How to auto-detect and black-box pii across a pdf
- Step 1Open the canonical PDF PII redactor — This Security entry routes through to the real engine at /pdf-tools/pdf-pii-redactor. It is Pro-tier (
minTier: pro). Free accounts can run other PDF privacy tools but this redactor needs Pro. - Step 2Drop a text-layer PDF — Upload a single PDF that contains a real text layer (one file at a time —
acceptsMultiple: false). Born-digital exports from Word, Google Docs, accounting software, and most government forms have a text layer. Scanned or photographed pages do not — OCR them first. - Step 3Let the scanner walk every page — pdfjs reads each page's
getTextContent()items; pdf-lib loads the same document. For each text item, the four PII regexes run in order — email, phone, SSN, credit-card — and the first match flags the item. - Step 4Boxes are drawn over each matched item — When an item matches, a black rectangle is drawn at that item's
x/yposition spanning its full width and height (plus 2 pt). One box per text item is enough, so the whole span is covered — not just the matched substring. - Step 5Download the redacted PDF — The result is saved as a new PDF blob and downloaded. Page count and the rest of the layout are preserved; only black boxes are added on top of matched text.
- Step 6Make it permanent before sharing — Critical: open the downloaded file and verify with
Ctrl+A → copy— if redacted text still pastes out, the glyphs are still in the stream. Flatten/rasterise the PDF (print-to-PDF as image, or a flatten tool) so the boxes become pixels and the text is gone for good.
What the redactor detects (the four built-in patterns)
These are the exact PII_PATTERNS the PDF redactor runs against each text item, in order. There are no toggles or custom patterns — the set is fixed in code. Note these differ from the richer text-scrubber set (no IBAN, no UK NI, no Luhn check, no name detection).

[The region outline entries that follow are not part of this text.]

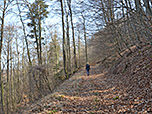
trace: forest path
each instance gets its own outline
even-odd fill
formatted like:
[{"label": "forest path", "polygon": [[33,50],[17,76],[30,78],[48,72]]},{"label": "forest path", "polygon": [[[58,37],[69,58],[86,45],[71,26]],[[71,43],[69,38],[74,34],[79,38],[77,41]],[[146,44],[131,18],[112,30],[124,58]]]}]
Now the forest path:
[{"label": "forest path", "polygon": [[106,72],[100,70],[98,65],[91,66],[90,76],[86,76],[85,69],[80,69],[22,114],[114,114],[118,107],[123,112],[128,104],[119,100],[125,96],[124,90],[111,85]]}]

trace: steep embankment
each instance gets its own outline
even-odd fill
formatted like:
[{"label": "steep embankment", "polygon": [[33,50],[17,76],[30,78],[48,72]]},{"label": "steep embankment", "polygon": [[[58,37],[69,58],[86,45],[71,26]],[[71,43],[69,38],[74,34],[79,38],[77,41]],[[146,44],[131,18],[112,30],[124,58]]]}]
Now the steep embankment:
[{"label": "steep embankment", "polygon": [[19,114],[151,114],[152,48],[144,46],[118,60],[108,72],[81,69],[51,95]]}]

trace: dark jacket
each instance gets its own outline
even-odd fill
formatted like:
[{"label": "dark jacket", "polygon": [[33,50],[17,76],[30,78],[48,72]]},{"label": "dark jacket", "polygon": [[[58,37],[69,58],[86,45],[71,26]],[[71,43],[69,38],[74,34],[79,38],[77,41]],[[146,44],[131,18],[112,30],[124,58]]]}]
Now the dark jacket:
[{"label": "dark jacket", "polygon": [[90,65],[86,64],[86,70],[90,70]]}]

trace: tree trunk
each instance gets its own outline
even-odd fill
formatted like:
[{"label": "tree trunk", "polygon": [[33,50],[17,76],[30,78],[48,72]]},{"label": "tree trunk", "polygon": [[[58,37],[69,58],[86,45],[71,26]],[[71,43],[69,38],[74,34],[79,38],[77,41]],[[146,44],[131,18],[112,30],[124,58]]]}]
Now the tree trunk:
[{"label": "tree trunk", "polygon": [[88,62],[88,44],[87,44],[87,36],[86,36],[86,26],[85,26],[85,17],[82,15],[83,18],[83,31],[84,31],[84,41],[85,41],[85,56],[86,56],[86,63]]},{"label": "tree trunk", "polygon": [[6,0],[4,0],[4,8],[1,17],[1,34],[0,34],[0,89],[1,89],[1,112],[4,114],[4,91],[3,91],[3,82],[2,82],[2,47],[3,47],[3,34],[4,34],[4,18],[6,13]]},{"label": "tree trunk", "polygon": [[143,0],[144,1],[144,6],[145,6],[145,8],[146,8],[146,14],[148,15],[148,16],[152,16],[152,10],[151,10],[151,8],[150,8],[150,4],[149,4],[149,0]]},{"label": "tree trunk", "polygon": [[72,26],[74,64],[75,64],[75,68],[77,68],[77,57],[76,57],[76,46],[75,46],[75,38],[74,38],[74,25],[73,25],[73,16],[72,16],[72,9],[71,9],[71,0],[68,0],[68,6],[69,6],[69,11],[70,11],[71,26]]},{"label": "tree trunk", "polygon": [[24,39],[25,39],[25,43],[26,43],[27,56],[28,56],[28,60],[29,60],[29,66],[31,66],[32,62],[31,62],[31,57],[30,57],[30,51],[29,51],[29,46],[28,46],[27,35],[26,35],[26,31],[25,31],[25,25],[24,25],[24,22],[23,22],[23,19],[22,19],[22,16],[21,16],[21,10],[20,10],[20,7],[19,7],[18,0],[16,0],[16,3],[17,3],[18,11],[19,11],[20,21],[22,23],[22,29],[23,29]]},{"label": "tree trunk", "polygon": [[65,53],[65,30],[64,30],[64,9],[63,9],[63,1],[60,0],[61,3],[61,13],[62,13],[62,32],[63,32],[63,42],[62,42],[62,50],[63,50],[63,66],[64,66],[64,74],[67,76],[66,71],[66,53]]}]

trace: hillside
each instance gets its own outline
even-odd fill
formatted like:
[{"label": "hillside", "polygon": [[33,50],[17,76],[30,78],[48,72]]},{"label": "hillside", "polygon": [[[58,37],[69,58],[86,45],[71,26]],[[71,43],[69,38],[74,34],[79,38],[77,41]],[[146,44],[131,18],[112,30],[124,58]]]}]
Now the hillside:
[{"label": "hillside", "polygon": [[[52,94],[15,114],[151,114],[152,48],[135,48],[108,70],[102,64],[84,68]],[[23,110],[24,109],[24,110]]]}]

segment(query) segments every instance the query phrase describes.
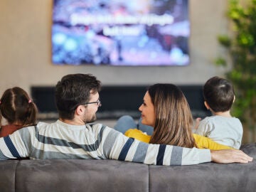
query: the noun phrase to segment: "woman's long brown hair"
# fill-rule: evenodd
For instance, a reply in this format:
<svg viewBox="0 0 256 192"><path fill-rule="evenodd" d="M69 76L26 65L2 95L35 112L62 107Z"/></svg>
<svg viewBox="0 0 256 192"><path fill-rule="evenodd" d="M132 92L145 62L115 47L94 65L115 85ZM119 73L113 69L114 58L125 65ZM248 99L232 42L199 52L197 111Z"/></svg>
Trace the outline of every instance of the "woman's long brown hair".
<svg viewBox="0 0 256 192"><path fill-rule="evenodd" d="M173 84L155 84L148 89L154 106L156 123L150 143L196 146L193 117L182 91Z"/></svg>

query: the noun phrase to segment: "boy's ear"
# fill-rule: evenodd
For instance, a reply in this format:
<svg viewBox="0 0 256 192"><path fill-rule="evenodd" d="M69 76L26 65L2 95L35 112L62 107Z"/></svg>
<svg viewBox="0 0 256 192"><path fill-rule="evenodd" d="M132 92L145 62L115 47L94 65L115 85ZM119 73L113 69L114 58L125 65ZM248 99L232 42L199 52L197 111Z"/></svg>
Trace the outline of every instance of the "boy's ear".
<svg viewBox="0 0 256 192"><path fill-rule="evenodd" d="M210 110L209 105L208 105L207 102L205 101L205 102L204 102L204 105L205 105L205 106L206 106L206 107L207 110Z"/></svg>

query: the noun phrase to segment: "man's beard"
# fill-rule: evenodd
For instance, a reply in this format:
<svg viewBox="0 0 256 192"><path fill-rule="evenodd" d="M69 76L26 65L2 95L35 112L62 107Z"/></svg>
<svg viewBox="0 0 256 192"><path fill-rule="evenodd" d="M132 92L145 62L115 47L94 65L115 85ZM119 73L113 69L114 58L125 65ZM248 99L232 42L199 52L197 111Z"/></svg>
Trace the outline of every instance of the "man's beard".
<svg viewBox="0 0 256 192"><path fill-rule="evenodd" d="M97 120L96 114L95 114L90 119L87 119L86 117L84 117L85 123L92 123Z"/></svg>

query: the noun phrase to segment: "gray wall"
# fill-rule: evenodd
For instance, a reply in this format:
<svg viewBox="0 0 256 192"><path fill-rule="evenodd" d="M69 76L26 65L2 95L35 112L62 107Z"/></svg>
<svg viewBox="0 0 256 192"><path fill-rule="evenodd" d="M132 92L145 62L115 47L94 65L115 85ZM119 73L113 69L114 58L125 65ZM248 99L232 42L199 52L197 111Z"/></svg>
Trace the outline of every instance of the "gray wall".
<svg viewBox="0 0 256 192"><path fill-rule="evenodd" d="M227 1L191 0L191 65L188 67L54 66L50 60L52 0L0 1L0 92L12 86L55 85L68 73L96 75L103 85L203 84L223 74L213 65L225 33Z"/></svg>

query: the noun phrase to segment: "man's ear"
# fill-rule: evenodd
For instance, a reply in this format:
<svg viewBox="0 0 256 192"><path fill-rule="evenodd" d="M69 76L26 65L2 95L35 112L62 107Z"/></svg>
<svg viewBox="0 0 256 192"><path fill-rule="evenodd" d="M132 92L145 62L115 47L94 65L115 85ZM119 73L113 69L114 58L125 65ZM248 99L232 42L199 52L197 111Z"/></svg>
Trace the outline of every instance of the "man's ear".
<svg viewBox="0 0 256 192"><path fill-rule="evenodd" d="M78 107L75 109L75 112L78 114L78 115L81 115L84 113L85 112L85 106L84 105L78 105Z"/></svg>
<svg viewBox="0 0 256 192"><path fill-rule="evenodd" d="M208 105L207 102L205 101L205 102L204 102L204 105L205 105L205 106L206 106L206 107L207 110L210 110L209 105Z"/></svg>

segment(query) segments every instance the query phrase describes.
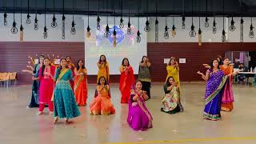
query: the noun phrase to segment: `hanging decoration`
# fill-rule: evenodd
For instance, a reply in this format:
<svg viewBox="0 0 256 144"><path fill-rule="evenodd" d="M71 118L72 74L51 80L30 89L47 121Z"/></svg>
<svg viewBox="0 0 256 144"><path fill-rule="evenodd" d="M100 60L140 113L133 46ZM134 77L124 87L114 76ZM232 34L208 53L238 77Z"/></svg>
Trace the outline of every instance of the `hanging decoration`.
<svg viewBox="0 0 256 144"><path fill-rule="evenodd" d="M55 17L55 0L54 0L54 16L53 16L53 21L51 22L51 27L55 28L57 27L58 24L56 22L56 17Z"/></svg>
<svg viewBox="0 0 256 144"><path fill-rule="evenodd" d="M47 33L47 28L46 28L46 0L45 0L45 27L43 28L43 38L47 38L48 33Z"/></svg>
<svg viewBox="0 0 256 144"><path fill-rule="evenodd" d="M224 0L222 0L223 4L223 30L222 30L222 41L224 42L226 42L226 32L224 30Z"/></svg>
<svg viewBox="0 0 256 144"><path fill-rule="evenodd" d="M64 0L62 1L62 39L65 39L65 19L66 19L66 17L64 15Z"/></svg>
<svg viewBox="0 0 256 144"><path fill-rule="evenodd" d="M230 31L234 31L234 30L235 30L235 26L234 26L234 19L233 19L233 16L232 16L232 19L231 19L231 25L230 26Z"/></svg>
<svg viewBox="0 0 256 144"><path fill-rule="evenodd" d="M182 29L186 29L185 20L186 20L186 18L185 18L185 0L183 0Z"/></svg>
<svg viewBox="0 0 256 144"><path fill-rule="evenodd" d="M194 31L194 18L193 18L193 15L194 15L194 6L193 6L193 0L192 0L192 25L191 25L191 27L190 27L190 37L195 37L195 35L197 34L197 33Z"/></svg>
<svg viewBox="0 0 256 144"><path fill-rule="evenodd" d="M6 6L5 6L5 14L3 14L3 25L7 26L7 14L6 14Z"/></svg>
<svg viewBox="0 0 256 144"><path fill-rule="evenodd" d="M254 37L254 26L253 26L253 18L250 17L250 31L249 31L249 37L253 38Z"/></svg>
<svg viewBox="0 0 256 144"><path fill-rule="evenodd" d="M98 17L97 17L97 30L101 29L101 18L99 18L99 0L98 0Z"/></svg>
<svg viewBox="0 0 256 144"><path fill-rule="evenodd" d="M167 26L167 17L166 17L166 27L165 27L165 32L164 32L164 34L163 34L163 37L166 38L166 39L168 39L169 38L169 33L168 33L168 26Z"/></svg>
<svg viewBox="0 0 256 144"><path fill-rule="evenodd" d="M209 22L208 22L209 19L207 15L208 15L208 0L206 0L206 18L205 27L209 27Z"/></svg>
<svg viewBox="0 0 256 144"><path fill-rule="evenodd" d="M19 41L23 42L23 26L22 26L22 2L21 0L21 26L19 28Z"/></svg>
<svg viewBox="0 0 256 144"><path fill-rule="evenodd" d="M10 32L12 34L17 34L18 29L16 27L16 22L15 22L15 0L14 0L14 22L13 22L13 27L10 29Z"/></svg>
<svg viewBox="0 0 256 144"><path fill-rule="evenodd" d="M216 27L216 21L215 21L215 14L214 14L214 22L213 22L213 33L214 34L216 34L217 32L217 27Z"/></svg>
<svg viewBox="0 0 256 144"><path fill-rule="evenodd" d="M30 0L27 0L27 15L26 20L26 24L31 23L30 17L31 16L30 15Z"/></svg>
<svg viewBox="0 0 256 144"><path fill-rule="evenodd" d="M147 12L147 15L149 13L149 0L146 0L146 12ZM146 26L144 27L144 31L146 32L149 32L150 31L150 22L149 22L149 17L146 17Z"/></svg>
<svg viewBox="0 0 256 144"><path fill-rule="evenodd" d="M122 0L121 0L120 3L121 3L121 18L120 18L119 27L122 29L124 27L123 19L122 19Z"/></svg>
<svg viewBox="0 0 256 144"><path fill-rule="evenodd" d="M72 14L72 23L71 23L71 30L70 33L71 34L76 34L76 30L75 30L75 23L74 21L74 0L73 0L73 14ZM89 0L88 0L88 10L89 10Z"/></svg>

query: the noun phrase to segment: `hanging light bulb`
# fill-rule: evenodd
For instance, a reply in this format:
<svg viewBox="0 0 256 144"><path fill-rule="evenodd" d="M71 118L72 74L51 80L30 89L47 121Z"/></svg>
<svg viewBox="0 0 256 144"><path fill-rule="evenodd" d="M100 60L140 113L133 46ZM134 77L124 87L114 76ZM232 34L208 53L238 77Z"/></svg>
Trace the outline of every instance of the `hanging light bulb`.
<svg viewBox="0 0 256 144"><path fill-rule="evenodd" d="M223 42L226 42L226 32L225 32L224 29L222 30L222 41Z"/></svg>
<svg viewBox="0 0 256 144"><path fill-rule="evenodd" d="M90 38L90 26L89 26L89 25L87 26L87 31L86 31L86 37L87 38Z"/></svg>
<svg viewBox="0 0 256 144"><path fill-rule="evenodd" d="M113 46L115 47L117 46L117 32L115 31L115 26L114 26L113 31Z"/></svg>
<svg viewBox="0 0 256 144"><path fill-rule="evenodd" d="M129 17L129 21L128 21L127 34L131 34L131 27L130 27L130 17Z"/></svg>
<svg viewBox="0 0 256 144"><path fill-rule="evenodd" d="M206 18L205 27L209 27L208 17Z"/></svg>
<svg viewBox="0 0 256 144"><path fill-rule="evenodd" d="M71 34L76 34L74 25L75 25L74 22L72 21L71 30L70 30Z"/></svg>
<svg viewBox="0 0 256 144"><path fill-rule="evenodd" d="M183 16L182 17L182 29L186 29L185 20L186 20L186 18L185 18L185 16Z"/></svg>
<svg viewBox="0 0 256 144"><path fill-rule="evenodd" d="M249 37L253 38L254 37L254 26L253 26L253 18L250 18L250 31L249 31Z"/></svg>
<svg viewBox="0 0 256 144"><path fill-rule="evenodd" d="M234 30L235 30L235 26L234 26L234 20L233 20L233 17L232 17L232 19L231 19L231 25L230 26L230 31L234 31Z"/></svg>
<svg viewBox="0 0 256 144"><path fill-rule="evenodd" d="M99 16L98 15L97 18L97 30L100 30L101 29L101 18L99 18Z"/></svg>
<svg viewBox="0 0 256 144"><path fill-rule="evenodd" d="M6 12L3 14L3 25L7 26L7 14Z"/></svg>
<svg viewBox="0 0 256 144"><path fill-rule="evenodd" d="M47 28L46 28L46 26L45 26L45 27L43 28L43 38L47 38L47 37L48 37L48 33L47 33Z"/></svg>
<svg viewBox="0 0 256 144"><path fill-rule="evenodd" d="M150 31L150 22L149 22L149 20L148 20L148 18L146 18L146 26L144 27L144 30L145 30L146 32Z"/></svg>
<svg viewBox="0 0 256 144"><path fill-rule="evenodd" d="M240 42L243 42L243 19L242 18L241 18L240 21Z"/></svg>
<svg viewBox="0 0 256 144"><path fill-rule="evenodd" d="M216 27L216 22L215 22L215 17L214 18L214 23L213 23L213 33L214 34L216 34L216 31L217 31L217 27Z"/></svg>

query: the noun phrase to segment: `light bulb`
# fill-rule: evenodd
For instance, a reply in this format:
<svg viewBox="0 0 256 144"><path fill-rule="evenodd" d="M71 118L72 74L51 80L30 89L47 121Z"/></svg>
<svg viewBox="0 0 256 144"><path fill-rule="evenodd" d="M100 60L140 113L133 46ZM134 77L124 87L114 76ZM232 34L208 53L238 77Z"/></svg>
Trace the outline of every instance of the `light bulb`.
<svg viewBox="0 0 256 144"><path fill-rule="evenodd" d="M11 32L12 34L17 34L17 33L18 33L18 29L17 29L17 27L16 27L16 22L15 22L15 21L14 21L14 22L13 22L13 27L10 29L10 32Z"/></svg>
<svg viewBox="0 0 256 144"><path fill-rule="evenodd" d="M105 33L104 33L104 36L108 38L110 35L110 27L109 27L109 24L106 24L106 30L105 30Z"/></svg>
<svg viewBox="0 0 256 144"><path fill-rule="evenodd" d="M30 24L31 23L30 17L31 16L30 15L30 14L27 14L26 20L26 24Z"/></svg>
<svg viewBox="0 0 256 144"><path fill-rule="evenodd" d="M88 25L88 26L87 26L87 31L86 31L86 37L87 37L87 38L90 38L90 28L89 25Z"/></svg>
<svg viewBox="0 0 256 144"><path fill-rule="evenodd" d="M198 46L202 46L202 30L200 28L198 30Z"/></svg>
<svg viewBox="0 0 256 144"><path fill-rule="evenodd" d="M53 17L53 22L51 22L51 27L55 28L57 27L58 24L56 22L57 18L55 18L55 14Z"/></svg>
<svg viewBox="0 0 256 144"><path fill-rule="evenodd" d="M131 27L130 27L130 21L128 22L127 34L131 34Z"/></svg>
<svg viewBox="0 0 256 144"><path fill-rule="evenodd" d="M190 32L190 37L195 37L195 35L197 34L197 33L194 31L194 26L192 24L191 26L191 30Z"/></svg>
<svg viewBox="0 0 256 144"><path fill-rule="evenodd" d="M205 27L209 27L208 18L206 18Z"/></svg>
<svg viewBox="0 0 256 144"><path fill-rule="evenodd" d="M38 30L38 17L35 16L35 18L34 18L34 30Z"/></svg>
<svg viewBox="0 0 256 144"><path fill-rule="evenodd" d="M185 26L185 16L182 17L182 29L186 29L186 26Z"/></svg>
<svg viewBox="0 0 256 144"><path fill-rule="evenodd" d="M47 37L48 37L48 33L47 33L47 28L46 28L46 26L45 26L45 27L43 28L43 33L42 33L42 34L43 34L43 38L47 38Z"/></svg>
<svg viewBox="0 0 256 144"><path fill-rule="evenodd" d="M22 25L21 25L21 27L19 28L20 31L19 31L19 41L20 42L23 42L23 26Z"/></svg>
<svg viewBox="0 0 256 144"><path fill-rule="evenodd" d="M232 17L232 20L231 20L231 25L230 26L230 31L234 31L234 30L235 30L235 26L234 26L234 20L233 20L233 17Z"/></svg>
<svg viewBox="0 0 256 144"><path fill-rule="evenodd" d="M166 38L166 39L168 39L169 38L169 33L168 33L168 26L166 26L165 27L165 32L164 32L164 34L163 34L163 37Z"/></svg>
<svg viewBox="0 0 256 144"><path fill-rule="evenodd" d="M101 29L101 18L99 18L99 16L98 16L97 18L97 30L100 30Z"/></svg>
<svg viewBox="0 0 256 144"><path fill-rule="evenodd" d="M249 37L253 38L254 37L254 26L252 24L250 24L250 32L249 32Z"/></svg>
<svg viewBox="0 0 256 144"><path fill-rule="evenodd" d="M137 31L136 40L138 43L139 43L142 41L141 33L139 32L139 30Z"/></svg>
<svg viewBox="0 0 256 144"><path fill-rule="evenodd" d="M70 30L71 34L76 34L74 25L75 25L74 22L72 21L71 30Z"/></svg>
<svg viewBox="0 0 256 144"><path fill-rule="evenodd" d="M7 26L7 14L6 12L3 14L3 25Z"/></svg>
<svg viewBox="0 0 256 144"><path fill-rule="evenodd" d="M148 20L146 21L146 26L144 27L144 30L146 32L150 31L150 22Z"/></svg>
<svg viewBox="0 0 256 144"><path fill-rule="evenodd" d="M175 35L176 35L175 29L176 29L175 26L173 25L173 27L171 28L171 35L172 35L173 37L175 37Z"/></svg>
<svg viewBox="0 0 256 144"><path fill-rule="evenodd" d="M216 27L217 23L215 22L215 20L214 20L214 23L213 23L213 33L216 34L217 31L217 27Z"/></svg>
<svg viewBox="0 0 256 144"><path fill-rule="evenodd" d="M222 30L222 41L223 42L226 42L226 32L225 32L224 29Z"/></svg>
<svg viewBox="0 0 256 144"><path fill-rule="evenodd" d="M121 29L122 29L122 28L124 27L123 19L122 19L122 18L120 18L119 27L120 27Z"/></svg>
<svg viewBox="0 0 256 144"><path fill-rule="evenodd" d="M62 39L65 39L65 15L62 15Z"/></svg>

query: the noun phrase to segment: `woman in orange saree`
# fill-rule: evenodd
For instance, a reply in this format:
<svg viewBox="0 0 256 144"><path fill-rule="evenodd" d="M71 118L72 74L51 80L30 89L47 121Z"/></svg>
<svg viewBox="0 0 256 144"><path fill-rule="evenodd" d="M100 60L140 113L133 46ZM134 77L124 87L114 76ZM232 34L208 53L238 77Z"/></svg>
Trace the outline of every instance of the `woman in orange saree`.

| PII class | What it matches | Validation | Notes / gotchas |
|---|---|---|---|
local@domain.tld — letters, digits, ._%+- in the local part; a domain with a 2+ letter TLD | Regex shape only | Catches almost all real addresses; very long or unusual TLDs are fine. No DNS/validity check | |
| Phone | Optional + country code, optional area code in parentheses, then 3–4 + 3–4 digit groups separated by space, dot, or dash | Regex shape only | Deliberately loose. Can also match other digit strings shaped like phones (invoice numbers, IDs) — see edge cases |
| US SSN | NNN-NN-NNNN — exactly 3-2-4 digits with literal dashes | Format only (no SSA invalid-block exclusion here) | Requires the dashes. 123456789 (no dashes) is NOT caught as an SSN by this pattern |
| Card number | A run of 13–16 digits, optionally separated by spaces or dashes | No Luhn check in the PDF redactor | Any 13–16 digit run matches, so long order/account numbers can be flagged. Strict 19-digit cards are not the target here |
Redaction behaviour — what it does vs. what it does NOT do
The single most important table on this page. "Visual" means a filled rectangle is drawn over the text; the characters underneath are not removed.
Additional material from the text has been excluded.